The macro PRINT(int) print("%d,", int); prints the given variable value in an integer format.

Step 1: int x=2, y=3, z=4; The variable x, y, z are declared as an integer type and initialized to 2, 3, 4 respectively.

Step 2: PRINT(x); becomes printf("int=%d,",x). Hence it prints 'int=2'.

Step 3: PRINT(y); becomes printf("int=%d,",y). Hence it prints 'int=3'.

Step 4: PRINT(z); becomes printf("int=%d,",z). Hence it prints 'int=4'.

Hence the output of the program is int=2, int=3, int=4.

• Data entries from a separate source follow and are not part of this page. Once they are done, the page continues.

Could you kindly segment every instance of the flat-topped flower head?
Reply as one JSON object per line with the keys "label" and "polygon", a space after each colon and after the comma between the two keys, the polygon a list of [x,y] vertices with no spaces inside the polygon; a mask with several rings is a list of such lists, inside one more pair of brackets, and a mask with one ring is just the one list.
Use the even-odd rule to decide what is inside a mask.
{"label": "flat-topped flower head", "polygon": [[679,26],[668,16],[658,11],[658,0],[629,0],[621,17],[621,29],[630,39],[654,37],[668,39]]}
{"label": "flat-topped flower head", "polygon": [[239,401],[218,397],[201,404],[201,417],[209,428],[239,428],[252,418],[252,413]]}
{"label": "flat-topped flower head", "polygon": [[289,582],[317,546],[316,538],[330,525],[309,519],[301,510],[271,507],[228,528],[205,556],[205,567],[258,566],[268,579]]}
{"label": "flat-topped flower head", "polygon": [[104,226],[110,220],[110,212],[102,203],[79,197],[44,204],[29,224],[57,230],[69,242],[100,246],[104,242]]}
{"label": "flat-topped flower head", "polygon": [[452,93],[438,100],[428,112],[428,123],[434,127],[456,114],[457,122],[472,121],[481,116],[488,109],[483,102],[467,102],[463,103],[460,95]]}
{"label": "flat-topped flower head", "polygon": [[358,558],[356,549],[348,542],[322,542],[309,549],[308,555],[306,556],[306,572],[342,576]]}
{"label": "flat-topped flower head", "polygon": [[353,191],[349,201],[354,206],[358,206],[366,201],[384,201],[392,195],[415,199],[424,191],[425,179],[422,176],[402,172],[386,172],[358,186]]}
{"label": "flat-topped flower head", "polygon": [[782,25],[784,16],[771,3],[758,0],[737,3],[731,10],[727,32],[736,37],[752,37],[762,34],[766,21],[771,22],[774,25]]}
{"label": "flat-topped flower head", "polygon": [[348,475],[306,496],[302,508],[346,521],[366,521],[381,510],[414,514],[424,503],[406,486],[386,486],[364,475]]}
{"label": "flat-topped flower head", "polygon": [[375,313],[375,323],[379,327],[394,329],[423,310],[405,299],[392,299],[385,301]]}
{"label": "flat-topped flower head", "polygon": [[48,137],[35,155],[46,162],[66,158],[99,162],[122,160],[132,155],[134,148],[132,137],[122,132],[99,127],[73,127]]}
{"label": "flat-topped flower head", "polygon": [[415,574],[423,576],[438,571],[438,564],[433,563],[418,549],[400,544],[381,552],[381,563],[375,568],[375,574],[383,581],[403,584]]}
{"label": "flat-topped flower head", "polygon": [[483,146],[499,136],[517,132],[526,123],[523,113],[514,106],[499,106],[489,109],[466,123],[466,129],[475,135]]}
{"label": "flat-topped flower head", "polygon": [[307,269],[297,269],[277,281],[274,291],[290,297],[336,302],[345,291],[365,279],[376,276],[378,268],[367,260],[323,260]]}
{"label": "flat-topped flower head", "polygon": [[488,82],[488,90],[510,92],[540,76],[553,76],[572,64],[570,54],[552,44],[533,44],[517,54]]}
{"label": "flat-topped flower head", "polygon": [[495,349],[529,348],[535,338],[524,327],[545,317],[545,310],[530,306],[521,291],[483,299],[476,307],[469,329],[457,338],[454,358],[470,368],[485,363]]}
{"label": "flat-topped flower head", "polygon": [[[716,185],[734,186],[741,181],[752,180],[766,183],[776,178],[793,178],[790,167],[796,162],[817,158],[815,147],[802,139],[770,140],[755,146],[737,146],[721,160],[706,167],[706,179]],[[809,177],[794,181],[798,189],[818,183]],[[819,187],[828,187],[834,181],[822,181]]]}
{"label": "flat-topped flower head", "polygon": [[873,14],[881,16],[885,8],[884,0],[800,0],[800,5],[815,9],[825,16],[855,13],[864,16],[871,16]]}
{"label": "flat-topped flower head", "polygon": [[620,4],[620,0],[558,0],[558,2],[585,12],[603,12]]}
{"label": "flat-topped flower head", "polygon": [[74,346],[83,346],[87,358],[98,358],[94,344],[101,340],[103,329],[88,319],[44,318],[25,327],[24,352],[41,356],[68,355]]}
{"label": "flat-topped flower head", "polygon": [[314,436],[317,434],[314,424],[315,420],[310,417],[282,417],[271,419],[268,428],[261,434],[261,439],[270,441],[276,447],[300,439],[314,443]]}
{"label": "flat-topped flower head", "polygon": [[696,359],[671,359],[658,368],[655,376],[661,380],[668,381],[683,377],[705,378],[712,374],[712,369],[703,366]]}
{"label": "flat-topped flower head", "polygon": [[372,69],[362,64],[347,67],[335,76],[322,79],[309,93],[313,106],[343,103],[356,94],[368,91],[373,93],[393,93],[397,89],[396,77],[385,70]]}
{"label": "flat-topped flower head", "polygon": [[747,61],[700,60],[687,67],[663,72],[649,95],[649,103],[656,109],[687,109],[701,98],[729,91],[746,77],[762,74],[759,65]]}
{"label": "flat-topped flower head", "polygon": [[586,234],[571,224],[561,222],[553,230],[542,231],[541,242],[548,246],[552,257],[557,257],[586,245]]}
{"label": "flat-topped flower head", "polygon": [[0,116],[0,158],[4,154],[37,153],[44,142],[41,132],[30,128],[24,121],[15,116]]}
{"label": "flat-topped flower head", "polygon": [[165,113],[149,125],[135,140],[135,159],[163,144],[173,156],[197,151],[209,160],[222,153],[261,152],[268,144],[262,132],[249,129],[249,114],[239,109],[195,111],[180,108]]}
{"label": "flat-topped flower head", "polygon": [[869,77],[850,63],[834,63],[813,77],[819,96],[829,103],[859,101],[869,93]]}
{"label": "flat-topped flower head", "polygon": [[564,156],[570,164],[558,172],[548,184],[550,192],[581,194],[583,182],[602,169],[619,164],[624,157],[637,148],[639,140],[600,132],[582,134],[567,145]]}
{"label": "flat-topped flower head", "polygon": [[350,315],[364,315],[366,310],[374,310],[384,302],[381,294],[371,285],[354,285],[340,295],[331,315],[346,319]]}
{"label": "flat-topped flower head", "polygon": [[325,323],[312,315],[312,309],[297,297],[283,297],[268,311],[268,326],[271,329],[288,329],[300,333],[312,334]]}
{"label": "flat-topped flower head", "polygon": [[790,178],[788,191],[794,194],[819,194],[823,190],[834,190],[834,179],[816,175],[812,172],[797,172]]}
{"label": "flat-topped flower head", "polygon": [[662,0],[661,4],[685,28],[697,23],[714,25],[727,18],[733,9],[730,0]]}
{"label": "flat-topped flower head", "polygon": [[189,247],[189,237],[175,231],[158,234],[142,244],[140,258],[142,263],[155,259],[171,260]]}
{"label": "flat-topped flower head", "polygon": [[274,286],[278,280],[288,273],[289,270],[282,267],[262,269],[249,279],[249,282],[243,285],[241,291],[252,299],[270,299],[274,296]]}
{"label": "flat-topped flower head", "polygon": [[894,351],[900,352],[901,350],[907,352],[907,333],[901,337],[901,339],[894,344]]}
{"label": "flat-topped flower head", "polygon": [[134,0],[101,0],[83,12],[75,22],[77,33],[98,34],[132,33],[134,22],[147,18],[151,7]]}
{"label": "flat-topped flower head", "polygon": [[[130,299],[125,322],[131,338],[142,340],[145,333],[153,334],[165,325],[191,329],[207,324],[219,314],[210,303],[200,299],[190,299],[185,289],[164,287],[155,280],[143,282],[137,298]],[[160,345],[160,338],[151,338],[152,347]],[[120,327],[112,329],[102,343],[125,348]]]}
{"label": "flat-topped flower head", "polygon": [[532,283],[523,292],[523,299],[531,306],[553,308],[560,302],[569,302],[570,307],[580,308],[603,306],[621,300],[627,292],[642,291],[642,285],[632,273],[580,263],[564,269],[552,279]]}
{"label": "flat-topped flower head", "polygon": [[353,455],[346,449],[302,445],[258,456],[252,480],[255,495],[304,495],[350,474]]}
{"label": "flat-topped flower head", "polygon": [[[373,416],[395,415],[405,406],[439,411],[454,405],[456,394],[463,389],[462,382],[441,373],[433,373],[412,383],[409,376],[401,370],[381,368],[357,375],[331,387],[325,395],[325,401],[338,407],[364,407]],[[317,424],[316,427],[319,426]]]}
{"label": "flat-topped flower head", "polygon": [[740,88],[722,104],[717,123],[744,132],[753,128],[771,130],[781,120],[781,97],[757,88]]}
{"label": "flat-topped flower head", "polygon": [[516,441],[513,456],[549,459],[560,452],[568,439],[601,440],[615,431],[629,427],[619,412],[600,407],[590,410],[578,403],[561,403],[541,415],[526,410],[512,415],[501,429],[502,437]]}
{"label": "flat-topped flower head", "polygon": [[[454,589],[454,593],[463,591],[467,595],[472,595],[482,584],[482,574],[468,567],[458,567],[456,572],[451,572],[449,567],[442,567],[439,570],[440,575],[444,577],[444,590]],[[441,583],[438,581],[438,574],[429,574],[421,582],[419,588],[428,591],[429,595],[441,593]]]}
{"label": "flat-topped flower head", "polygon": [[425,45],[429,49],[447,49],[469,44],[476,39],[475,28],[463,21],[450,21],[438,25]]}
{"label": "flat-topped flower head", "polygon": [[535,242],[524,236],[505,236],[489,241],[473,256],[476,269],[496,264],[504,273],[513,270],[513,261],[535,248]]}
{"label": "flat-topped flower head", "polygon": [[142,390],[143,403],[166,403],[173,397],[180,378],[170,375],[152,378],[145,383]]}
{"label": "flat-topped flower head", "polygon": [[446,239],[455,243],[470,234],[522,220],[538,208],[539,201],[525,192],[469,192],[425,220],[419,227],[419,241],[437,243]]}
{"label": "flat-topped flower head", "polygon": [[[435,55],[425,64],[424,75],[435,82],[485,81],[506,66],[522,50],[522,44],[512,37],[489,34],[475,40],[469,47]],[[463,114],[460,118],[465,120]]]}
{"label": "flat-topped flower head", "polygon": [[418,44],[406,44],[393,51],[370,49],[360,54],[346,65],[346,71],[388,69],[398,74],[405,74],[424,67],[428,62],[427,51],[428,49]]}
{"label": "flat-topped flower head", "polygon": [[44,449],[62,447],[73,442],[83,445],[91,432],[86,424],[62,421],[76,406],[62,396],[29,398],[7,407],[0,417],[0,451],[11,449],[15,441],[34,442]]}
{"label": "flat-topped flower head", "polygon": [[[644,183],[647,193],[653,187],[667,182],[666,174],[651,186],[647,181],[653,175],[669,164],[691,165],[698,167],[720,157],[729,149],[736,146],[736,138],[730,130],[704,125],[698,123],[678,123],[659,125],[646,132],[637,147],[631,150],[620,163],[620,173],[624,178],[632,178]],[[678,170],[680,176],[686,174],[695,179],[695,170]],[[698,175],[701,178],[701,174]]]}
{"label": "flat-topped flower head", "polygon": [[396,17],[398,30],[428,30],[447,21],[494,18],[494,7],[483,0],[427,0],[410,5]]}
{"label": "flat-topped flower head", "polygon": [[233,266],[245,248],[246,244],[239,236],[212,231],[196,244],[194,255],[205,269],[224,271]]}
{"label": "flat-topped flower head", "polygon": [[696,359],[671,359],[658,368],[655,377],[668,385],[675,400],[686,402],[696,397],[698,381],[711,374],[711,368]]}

Yashwant Kanetkar said: (Aug 12, 2012)  
When pre-processor replaced the macro with its corresponding expansion, it only substituted the int outside double quotes, and one within quotes untouched.

Yogeshwar Singh said: (Feb 11, 2015)  
This is because the int inside the double quotes doesn't have space between 'int', '=' and '%d', so pre-processor treats 'int=%d' as a single string and that is why the int inside the quotes didn't get substituted.

Chetan said: (Apr 14, 2015)  
But as per my knowledge print returns the size of string it is printing so why the print not printing the size of strings which print is printing.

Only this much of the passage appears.